The trick, according to Tasha Robinson from The Verge, is that the director knows when to shut up and let the movie be a movie. “Spielberg doesn’t have Wade talk audiences through [the nostalgia], and he doesn’t spell out the references. He just slaps the car down in the middle of a tremendous early action scene, where it’s prominent, distinctive, and memorable,” she argues. “Fans who want the full nostalgia trip, who want to wring every Easter egg out of the experience, will eventually be able to pause the movie and frame-by-frame through it, looking for the flux capacitor on the dashboard, checking the plates, and scanning for extra bonus material. But in the middle of the action, even to people who’ve never seen the Back to the Future movies and aren’t vibing on the connection, the car doesn’t need explaining. It’s just a sleek piece of visual energy, one breathless element among dozens of others. It’s not a citation or a list. It’s an effortless, integrated piece of the action.”

The heavy appeal to audience’s existing fandoms didn’t work for everyone, however, as /Film’s Joi Childs noted. “Nostalgia drips on every corner of this movie to varying success,” she writes. “In some cases, it’s a piece of dialogue, a throwaway line. In other cases, it’s an entire action scene centered around a cult classic film that literally recreates iconic beats. The intentions are well meaning, but the script is just basic enough to cause these references to often feel like a shallow plucking on nostalgic heart strings.”

Dan Caffrey, from Consequence of Sound, agrees: “The problem is that Cline and co-screenwriter Zak Penn never establish a significant enough sense of reality to explore the moral complexities of virtual reality. We spend most of Ready Player One‘s first half in the [virtual reality] OASIS, so when audiences are suddenly meant to care about Wade’s impoverished aunt, a rivalry with a cardboard villain (Ben Mendelsohn), and his relationship with Cooke’s character Sam (once they actually meet face to face), it feels underdeveloped. The dramatic elements are all painted in such broad strokes, plus we haven’t been with any of it — the script’s actual reality — enough to justify investment in it. What could be a painfully relevant statement becomes watered down. Bring back the ape and the car, please.”

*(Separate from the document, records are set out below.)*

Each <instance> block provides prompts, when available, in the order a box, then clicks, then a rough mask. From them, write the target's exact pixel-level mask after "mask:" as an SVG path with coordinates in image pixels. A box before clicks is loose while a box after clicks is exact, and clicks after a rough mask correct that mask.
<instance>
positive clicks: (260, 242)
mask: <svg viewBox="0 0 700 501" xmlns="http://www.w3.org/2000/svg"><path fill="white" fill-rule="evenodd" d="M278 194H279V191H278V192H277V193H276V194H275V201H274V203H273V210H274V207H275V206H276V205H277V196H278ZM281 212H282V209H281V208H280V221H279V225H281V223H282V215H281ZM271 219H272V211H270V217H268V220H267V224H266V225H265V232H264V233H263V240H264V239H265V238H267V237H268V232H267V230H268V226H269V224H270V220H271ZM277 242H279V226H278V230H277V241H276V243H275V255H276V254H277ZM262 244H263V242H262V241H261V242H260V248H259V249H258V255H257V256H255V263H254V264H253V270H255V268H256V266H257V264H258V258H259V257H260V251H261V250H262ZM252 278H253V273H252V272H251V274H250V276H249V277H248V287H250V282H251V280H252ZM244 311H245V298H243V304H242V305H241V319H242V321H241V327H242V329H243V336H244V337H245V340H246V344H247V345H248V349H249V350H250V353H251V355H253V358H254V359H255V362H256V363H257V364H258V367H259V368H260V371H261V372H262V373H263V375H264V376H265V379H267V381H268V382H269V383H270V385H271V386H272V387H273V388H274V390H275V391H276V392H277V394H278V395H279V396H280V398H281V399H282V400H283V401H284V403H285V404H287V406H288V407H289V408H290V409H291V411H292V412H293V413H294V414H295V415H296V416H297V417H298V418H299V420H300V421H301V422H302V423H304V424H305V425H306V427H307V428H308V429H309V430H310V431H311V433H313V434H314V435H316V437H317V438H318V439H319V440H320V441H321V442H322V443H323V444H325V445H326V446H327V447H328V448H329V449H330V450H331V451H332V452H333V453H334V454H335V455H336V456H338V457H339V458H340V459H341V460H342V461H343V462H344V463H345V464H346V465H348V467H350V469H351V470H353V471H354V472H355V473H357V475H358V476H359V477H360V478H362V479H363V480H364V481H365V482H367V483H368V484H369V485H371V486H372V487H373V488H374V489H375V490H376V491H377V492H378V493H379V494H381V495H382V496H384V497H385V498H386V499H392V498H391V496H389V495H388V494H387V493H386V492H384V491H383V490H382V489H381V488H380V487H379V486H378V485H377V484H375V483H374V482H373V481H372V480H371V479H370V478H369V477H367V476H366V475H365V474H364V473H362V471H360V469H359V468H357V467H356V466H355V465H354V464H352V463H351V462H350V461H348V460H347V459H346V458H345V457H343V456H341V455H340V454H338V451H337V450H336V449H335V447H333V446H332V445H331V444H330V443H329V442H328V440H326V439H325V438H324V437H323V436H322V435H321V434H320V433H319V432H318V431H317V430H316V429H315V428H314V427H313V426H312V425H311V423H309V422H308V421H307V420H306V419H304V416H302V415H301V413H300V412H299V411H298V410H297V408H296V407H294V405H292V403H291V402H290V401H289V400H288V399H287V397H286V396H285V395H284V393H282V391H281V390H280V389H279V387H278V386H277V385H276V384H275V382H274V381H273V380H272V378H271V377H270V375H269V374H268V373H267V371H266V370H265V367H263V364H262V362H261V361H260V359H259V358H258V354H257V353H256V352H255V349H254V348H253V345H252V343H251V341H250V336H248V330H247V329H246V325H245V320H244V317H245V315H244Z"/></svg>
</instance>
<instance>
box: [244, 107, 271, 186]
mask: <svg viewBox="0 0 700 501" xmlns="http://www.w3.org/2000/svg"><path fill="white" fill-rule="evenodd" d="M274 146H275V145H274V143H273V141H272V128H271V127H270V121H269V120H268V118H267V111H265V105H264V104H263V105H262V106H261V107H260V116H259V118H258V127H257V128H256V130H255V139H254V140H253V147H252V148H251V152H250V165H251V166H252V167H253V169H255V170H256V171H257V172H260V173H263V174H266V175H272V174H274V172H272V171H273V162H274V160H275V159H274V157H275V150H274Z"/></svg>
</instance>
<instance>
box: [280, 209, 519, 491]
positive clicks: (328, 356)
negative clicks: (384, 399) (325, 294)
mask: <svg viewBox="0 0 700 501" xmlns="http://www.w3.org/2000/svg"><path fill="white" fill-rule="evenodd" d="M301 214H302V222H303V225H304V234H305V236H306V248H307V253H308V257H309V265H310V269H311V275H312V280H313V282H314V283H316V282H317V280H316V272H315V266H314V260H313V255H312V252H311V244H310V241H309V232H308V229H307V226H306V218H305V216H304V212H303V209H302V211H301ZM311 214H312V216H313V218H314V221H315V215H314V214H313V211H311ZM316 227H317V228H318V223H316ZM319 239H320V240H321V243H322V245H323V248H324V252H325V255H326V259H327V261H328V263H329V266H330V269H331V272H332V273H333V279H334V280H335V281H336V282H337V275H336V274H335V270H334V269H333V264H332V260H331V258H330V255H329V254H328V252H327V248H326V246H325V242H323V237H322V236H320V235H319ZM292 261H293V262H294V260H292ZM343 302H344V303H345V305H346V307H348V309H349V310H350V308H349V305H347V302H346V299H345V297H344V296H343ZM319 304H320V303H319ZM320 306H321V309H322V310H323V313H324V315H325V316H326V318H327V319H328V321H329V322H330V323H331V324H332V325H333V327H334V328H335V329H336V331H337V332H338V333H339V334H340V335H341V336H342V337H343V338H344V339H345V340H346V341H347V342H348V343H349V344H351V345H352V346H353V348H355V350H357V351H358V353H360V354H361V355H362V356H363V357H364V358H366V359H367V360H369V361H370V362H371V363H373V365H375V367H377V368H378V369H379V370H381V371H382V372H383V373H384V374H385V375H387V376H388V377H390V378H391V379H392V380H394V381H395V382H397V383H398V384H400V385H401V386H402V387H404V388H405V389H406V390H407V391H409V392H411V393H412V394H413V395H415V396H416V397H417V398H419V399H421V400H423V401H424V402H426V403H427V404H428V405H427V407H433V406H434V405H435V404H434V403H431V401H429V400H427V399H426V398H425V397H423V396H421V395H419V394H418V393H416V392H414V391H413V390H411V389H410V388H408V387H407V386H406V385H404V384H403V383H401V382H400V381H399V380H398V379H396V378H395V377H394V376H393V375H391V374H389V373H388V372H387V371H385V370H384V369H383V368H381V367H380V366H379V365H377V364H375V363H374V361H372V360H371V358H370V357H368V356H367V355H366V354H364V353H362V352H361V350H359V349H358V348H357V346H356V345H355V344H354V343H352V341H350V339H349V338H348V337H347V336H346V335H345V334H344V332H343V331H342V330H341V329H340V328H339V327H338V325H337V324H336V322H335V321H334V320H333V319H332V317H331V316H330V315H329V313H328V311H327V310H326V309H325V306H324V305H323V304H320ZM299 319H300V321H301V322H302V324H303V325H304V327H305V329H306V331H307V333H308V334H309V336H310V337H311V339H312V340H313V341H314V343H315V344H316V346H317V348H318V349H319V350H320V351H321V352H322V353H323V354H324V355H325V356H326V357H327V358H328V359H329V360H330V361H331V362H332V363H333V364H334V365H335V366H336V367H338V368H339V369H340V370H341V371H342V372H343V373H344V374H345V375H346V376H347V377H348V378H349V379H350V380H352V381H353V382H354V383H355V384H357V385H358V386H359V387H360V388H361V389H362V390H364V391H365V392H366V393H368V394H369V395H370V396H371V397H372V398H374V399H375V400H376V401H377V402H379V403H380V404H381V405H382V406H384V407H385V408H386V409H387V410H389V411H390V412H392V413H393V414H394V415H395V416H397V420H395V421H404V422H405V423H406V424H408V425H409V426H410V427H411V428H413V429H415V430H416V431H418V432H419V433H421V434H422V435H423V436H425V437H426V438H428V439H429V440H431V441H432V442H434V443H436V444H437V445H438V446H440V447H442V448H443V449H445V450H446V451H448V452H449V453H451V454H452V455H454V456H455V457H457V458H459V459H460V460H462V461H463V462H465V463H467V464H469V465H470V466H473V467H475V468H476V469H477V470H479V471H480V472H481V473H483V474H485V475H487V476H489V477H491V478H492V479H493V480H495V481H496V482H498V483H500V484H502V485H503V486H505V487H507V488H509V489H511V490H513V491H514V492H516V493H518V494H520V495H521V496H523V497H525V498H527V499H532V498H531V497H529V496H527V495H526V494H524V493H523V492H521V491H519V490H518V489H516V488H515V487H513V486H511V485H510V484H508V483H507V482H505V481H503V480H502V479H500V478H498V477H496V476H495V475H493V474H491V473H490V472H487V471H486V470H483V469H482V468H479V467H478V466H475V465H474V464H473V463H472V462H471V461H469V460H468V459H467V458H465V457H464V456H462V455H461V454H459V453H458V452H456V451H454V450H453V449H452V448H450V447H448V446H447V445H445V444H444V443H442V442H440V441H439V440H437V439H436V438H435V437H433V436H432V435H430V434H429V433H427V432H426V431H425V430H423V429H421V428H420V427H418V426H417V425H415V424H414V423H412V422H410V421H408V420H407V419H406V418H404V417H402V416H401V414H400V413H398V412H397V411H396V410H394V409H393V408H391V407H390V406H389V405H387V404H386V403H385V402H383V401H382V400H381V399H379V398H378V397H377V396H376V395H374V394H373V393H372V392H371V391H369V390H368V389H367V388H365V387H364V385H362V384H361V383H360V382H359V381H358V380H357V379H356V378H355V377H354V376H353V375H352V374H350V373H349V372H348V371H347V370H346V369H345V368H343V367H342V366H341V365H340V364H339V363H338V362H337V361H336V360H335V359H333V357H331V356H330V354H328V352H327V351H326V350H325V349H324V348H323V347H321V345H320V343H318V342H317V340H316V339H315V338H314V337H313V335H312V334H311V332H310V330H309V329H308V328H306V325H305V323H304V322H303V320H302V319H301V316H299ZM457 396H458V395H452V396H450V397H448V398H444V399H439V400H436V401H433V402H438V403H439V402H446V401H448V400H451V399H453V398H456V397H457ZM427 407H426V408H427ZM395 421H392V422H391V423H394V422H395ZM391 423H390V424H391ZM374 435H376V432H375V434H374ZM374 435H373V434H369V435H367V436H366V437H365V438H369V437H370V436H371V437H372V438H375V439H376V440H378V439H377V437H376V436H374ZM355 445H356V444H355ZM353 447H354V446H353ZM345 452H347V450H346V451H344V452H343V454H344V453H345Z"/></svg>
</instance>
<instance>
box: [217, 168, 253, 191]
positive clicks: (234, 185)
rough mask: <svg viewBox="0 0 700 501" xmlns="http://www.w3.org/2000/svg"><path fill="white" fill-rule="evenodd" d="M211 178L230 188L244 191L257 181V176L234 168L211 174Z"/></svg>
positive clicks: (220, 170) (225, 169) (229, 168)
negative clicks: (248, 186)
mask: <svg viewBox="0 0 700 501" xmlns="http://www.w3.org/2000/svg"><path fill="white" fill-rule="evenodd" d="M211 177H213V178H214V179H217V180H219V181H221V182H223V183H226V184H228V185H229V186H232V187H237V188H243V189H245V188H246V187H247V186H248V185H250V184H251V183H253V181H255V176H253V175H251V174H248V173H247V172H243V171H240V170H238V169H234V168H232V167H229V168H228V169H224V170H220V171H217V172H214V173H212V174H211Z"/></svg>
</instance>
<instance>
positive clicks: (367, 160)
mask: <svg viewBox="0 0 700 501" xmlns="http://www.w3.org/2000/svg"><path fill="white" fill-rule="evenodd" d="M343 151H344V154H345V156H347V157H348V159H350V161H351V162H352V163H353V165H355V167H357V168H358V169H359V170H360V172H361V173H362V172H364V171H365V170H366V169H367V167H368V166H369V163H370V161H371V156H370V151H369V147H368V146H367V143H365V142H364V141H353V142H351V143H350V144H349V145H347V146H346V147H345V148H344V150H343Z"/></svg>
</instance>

Certainly, the idea that the VR sequences worked better than “reality” is a common thought, as summed up by The Daily Beast’s Marlow Stern: “With the minor exception of a clumsy nightclub dance-off, the VR set pieces are massively entertaining, including one set inside an iconic ’80s horror film that had the theater cackling with glee. And the film as a whole never feels suffocated by its rapid-fire film, TV, music, and gaming references — courtesy of co-writers Cline and Zak Penn — most of which land. The real-world scenes are not as effective, owing in part to [Tye] Sheridan more closely resembling a hunky jock than a geeky gamer, but don’t bog things down too much.”

Perhaps that’s the best way to think of the movie, then: as a particularly shiny distraction. That’s pretty much the argument made by Birth. Movies. Death’s Jacob Knight, it seems. “This is Spielberg at his very lightest, delivering a piece of populist entertainment that contains as many empty calories as the popcorn you munch in the auditorium while you watch it,” he writes. “He's not dissecting or interrogating the book in any real way, and for some this will simply not be enough. Yet the craft on display is impossible to deny, as is the acclaimed director's knack for constructing some of the most elaborate escape set pieces in the history of the medium. For those simply looking for a healthy shot in the arm of whizz bang spectacle, Ready Player One will more than delight, as this is still an aging master filmmaker having as much fun as humanly possible while he still can.”

Ready Player One arrives in theaters March 29.